Open-Source vs Open-Weight: what's the difference and which Ollama models are which?
The rise of publicly accessible AI models has given birth to two major trends: open-source and open-weight. While often used interchangeably, they represent very different realities. Open-source promotes full transparency — code, weights, training data, and documentation. Open-weight offers partial openness, limited to the model's learned parameters.
As the Open Source Initiative (OSI) has made clear, models like Meta's Llama are not open-source under the official definition. They are open-weight — downloadable and usable, but lacking the full transparency required by the OSI's Open Source Definition.
This distinction matters more than ever for developers, enterprises, and governments seeking AI sovereignty. When you run a model via Ollama, understanding its license determines what you can legally do with it in commercial products.
Open-Source: total openness
A truly open-source AI model provides:
- The full source code used to build and train the model
- The model weights (parameters)
- The training data (or detailed information about it)
- Complete documentation for understanding and modifying the model
OSI-approved licenses like Apache 2.0 and MIT grant unrestricted commercial use, modification, and redistribution.
Open-Weight: partial openness
An open-weight model makes only its weights available — the parameters learned during training. The training data, design code, and methodology remain proprietary. This means:
- The model can be used and fine-tuned, but not fully inspected
- Biases or weaknesses are harder to analyze
- Adoption is easier, but control stays with the original developer
Most models marketed as "open-source" in AI are actually open-weight.

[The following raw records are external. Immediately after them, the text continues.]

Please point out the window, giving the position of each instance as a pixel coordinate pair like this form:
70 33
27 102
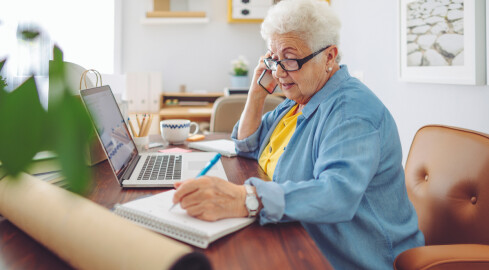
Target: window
84 30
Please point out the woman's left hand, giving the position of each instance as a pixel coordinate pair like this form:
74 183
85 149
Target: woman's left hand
211 198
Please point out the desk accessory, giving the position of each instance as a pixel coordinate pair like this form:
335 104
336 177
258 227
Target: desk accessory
223 146
153 213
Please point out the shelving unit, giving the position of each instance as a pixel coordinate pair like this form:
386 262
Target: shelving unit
197 113
158 21
162 14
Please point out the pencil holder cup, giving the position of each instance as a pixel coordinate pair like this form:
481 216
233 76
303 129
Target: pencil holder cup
176 131
141 143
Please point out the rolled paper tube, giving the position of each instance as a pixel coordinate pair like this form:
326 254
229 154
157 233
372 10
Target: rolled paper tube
84 234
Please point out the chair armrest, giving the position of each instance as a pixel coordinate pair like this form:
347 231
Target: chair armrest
459 256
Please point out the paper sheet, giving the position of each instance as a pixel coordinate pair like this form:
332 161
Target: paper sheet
84 234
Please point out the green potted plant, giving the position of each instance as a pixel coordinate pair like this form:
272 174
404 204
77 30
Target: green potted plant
239 72
27 128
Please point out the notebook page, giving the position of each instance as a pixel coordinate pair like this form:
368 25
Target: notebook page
158 206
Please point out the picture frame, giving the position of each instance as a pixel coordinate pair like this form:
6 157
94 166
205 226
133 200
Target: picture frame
443 43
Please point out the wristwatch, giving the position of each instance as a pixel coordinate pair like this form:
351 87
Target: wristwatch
251 202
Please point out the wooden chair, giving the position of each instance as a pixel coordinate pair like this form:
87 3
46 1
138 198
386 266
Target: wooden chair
447 179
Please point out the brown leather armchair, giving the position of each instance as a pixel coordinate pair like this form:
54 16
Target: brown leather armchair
447 179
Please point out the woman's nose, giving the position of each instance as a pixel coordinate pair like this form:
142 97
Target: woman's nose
280 72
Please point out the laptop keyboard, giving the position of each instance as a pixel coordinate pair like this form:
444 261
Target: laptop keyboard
162 168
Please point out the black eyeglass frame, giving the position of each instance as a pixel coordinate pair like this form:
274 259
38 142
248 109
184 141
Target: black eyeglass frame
300 62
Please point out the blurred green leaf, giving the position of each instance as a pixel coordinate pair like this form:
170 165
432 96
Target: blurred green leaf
70 128
27 128
29 34
3 82
23 118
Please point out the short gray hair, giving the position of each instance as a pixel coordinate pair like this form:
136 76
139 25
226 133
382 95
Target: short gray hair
313 20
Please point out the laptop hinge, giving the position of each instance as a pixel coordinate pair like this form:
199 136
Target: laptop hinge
127 174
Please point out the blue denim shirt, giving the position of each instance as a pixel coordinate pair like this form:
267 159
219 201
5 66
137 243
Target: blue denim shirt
341 176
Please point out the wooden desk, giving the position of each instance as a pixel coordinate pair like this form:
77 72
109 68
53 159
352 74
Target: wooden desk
275 246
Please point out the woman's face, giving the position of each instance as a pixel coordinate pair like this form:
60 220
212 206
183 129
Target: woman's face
302 84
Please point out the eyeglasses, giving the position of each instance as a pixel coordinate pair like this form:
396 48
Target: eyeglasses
291 64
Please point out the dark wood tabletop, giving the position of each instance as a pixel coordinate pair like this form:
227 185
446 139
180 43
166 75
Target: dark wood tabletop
274 246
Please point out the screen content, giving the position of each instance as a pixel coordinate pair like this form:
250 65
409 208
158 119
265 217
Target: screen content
111 128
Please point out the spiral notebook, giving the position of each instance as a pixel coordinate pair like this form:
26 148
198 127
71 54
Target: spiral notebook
153 213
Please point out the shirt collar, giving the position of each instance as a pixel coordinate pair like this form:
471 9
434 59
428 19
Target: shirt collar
332 84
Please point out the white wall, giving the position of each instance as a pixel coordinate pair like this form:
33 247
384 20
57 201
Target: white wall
197 55
370 44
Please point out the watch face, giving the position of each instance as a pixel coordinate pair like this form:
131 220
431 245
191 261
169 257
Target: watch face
252 203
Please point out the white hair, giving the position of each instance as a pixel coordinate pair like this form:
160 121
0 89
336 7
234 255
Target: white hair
314 21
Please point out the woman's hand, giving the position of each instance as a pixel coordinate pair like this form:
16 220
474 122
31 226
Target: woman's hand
211 198
250 118
255 88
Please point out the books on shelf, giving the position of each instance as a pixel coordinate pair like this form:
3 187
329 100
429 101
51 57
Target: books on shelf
223 146
153 213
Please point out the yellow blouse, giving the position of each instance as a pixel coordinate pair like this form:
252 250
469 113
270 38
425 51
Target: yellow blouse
278 141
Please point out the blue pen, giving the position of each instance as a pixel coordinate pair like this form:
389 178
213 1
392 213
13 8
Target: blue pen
207 167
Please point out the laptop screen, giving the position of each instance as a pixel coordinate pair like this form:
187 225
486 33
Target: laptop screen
111 128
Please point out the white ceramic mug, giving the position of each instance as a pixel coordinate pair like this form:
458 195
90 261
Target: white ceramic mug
176 131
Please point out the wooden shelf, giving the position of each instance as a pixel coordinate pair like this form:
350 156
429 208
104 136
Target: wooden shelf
175 20
193 113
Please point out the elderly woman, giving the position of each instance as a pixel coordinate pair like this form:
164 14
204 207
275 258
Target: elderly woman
331 149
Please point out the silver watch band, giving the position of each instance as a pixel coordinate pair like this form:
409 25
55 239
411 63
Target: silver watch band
251 202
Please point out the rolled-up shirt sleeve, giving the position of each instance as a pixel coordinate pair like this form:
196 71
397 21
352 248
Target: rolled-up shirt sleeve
343 168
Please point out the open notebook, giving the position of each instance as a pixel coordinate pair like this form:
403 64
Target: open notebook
153 213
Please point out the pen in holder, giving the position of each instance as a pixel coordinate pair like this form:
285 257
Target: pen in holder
140 136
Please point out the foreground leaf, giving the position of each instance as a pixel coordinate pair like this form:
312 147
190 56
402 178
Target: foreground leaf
23 119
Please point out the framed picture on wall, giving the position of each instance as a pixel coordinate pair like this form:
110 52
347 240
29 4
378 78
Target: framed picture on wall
442 41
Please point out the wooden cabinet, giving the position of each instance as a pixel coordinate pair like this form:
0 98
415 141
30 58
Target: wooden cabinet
193 106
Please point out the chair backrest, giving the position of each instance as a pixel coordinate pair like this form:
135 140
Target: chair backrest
447 179
227 110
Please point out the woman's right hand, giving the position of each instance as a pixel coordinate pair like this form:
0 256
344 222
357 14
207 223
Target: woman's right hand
251 116
255 88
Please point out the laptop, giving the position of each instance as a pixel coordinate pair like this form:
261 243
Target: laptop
132 168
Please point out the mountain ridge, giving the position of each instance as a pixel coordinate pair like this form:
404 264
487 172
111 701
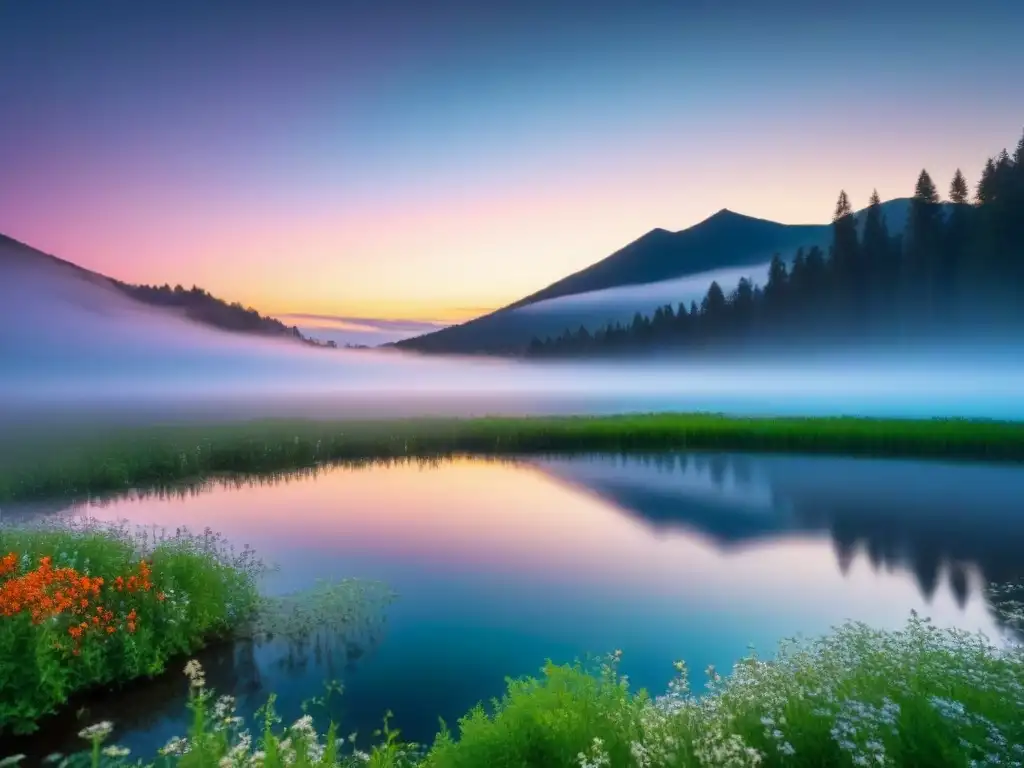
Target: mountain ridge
726 240
195 304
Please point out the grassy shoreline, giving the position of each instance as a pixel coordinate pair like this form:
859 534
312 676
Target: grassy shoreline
147 457
86 606
916 696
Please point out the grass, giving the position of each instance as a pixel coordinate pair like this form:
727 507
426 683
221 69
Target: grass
137 458
919 696
83 606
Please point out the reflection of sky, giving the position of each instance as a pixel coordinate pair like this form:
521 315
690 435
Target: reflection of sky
499 566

Categorizing Ollama models
Below is a list of popular models available on Ollama, classified by their true license type.
Truly open-source models (Apache 2.0 or MIT)
These models use OSI-approved licenses and grant full commercial freedom:
| Model | Developer | License |
|---|---|---|
| Qwen 3, Qwen 3.5, Qwen 2.5 | Alibaba | Apache 2.0 |
| DeepSeek V3, R1, R2, V4 | DeepSeek | MIT |
| Mistral 7B, Mistral Small | Mistral AI | Apache 2.0 |
| Gemma 4 | Apache 2.0 | |
| Phi-3, Phi-4 | Microsoft | MIT |
| GPT-OSS (20B, 120B) | OpenAI | Apache 2.0 |
| OLMo | AI2 (Allen Institute) | Apache 2.0 |
| IBM Granite (3B–32B) | IBM | Apache 2.0 |
| Nomic Embed Text | Nomic | Apache 2.0 |
| FLUX.1 Schnell | Black Forest Labs | Apache 2.0 |
Open-weight models (restrictive / custom licenses)
These models provide downloadable weights but carry usage restrictions:
| Model | Developer | License | Restriction |
|---|---|---|---|
| Llama 3.1, 3.2, 3.3, 4 | Meta | Llama Community License | 700M MAU threshold |
| Mistral Large, Codestral | Mistral AI | Custom Mistral License | Research / non-commercial |
| Gemma 2, Gemma 3 | Gemma License | Use restrictions | |
| Command R, Command R+ | Cohere | CC-BY-NC | Non-commercial only |
| Kimi K2.6, K2.7 | Moonshot AI | Modified MIT | Additional restrictions |
| MiniMax M3, M2.5 | MiniMax | Custom | Usage restrictions |
| GLM-4, GLM-5 | Zhipu AI | Custom | Usage restrictions |
| DeepSeek V2 | DeepSeek | Custom | Older restrictive license |
Why this matters
For developers
Choosing a model with a permissive license (Apache 2.0 or MIT) means you can build, fine-tune, deploy, and sell your product without legal uncertainty. Open-weight models with custom licenses may restrict commercial use, impose revenue-sharing, or limit deployment scale.
For enterprises
Legal teams review licenses carefully. Apache 2.0 provides explicit patent protection. MIT is the simplest to comply with. Custom licenses require case-by-case legal review and may block deployment entirely.
For AI sovereignty
Governments and European institutions seeking independence from US tech giants should prioritize truly open-source models. Only Apache 2.0 and MIT-licensed models provide the durable freedoms needed for sovereign AI infrastructure.
How to check a model's license in Ollama
You can verify any model's license directly from the command line:
ollama show <model> --license
For example, to check Llama 4's license:
ollama show llama4 --license
The bottom line
The AI industry is flooded with "open-washing" — marketing open-weight models as open-source. Before building your next project, check the license. If it's Apache 2.0 or MIT, you have real open-source freedom. If it's a custom license, you're using an open-weight model with strings attached.
The good news: truly open-source models like Qwen 3.5, DeepSeek R2, Gemma 4, and GPT-OSS are now competitive with proprietary alternatives, and you can run them all locally with Ollama.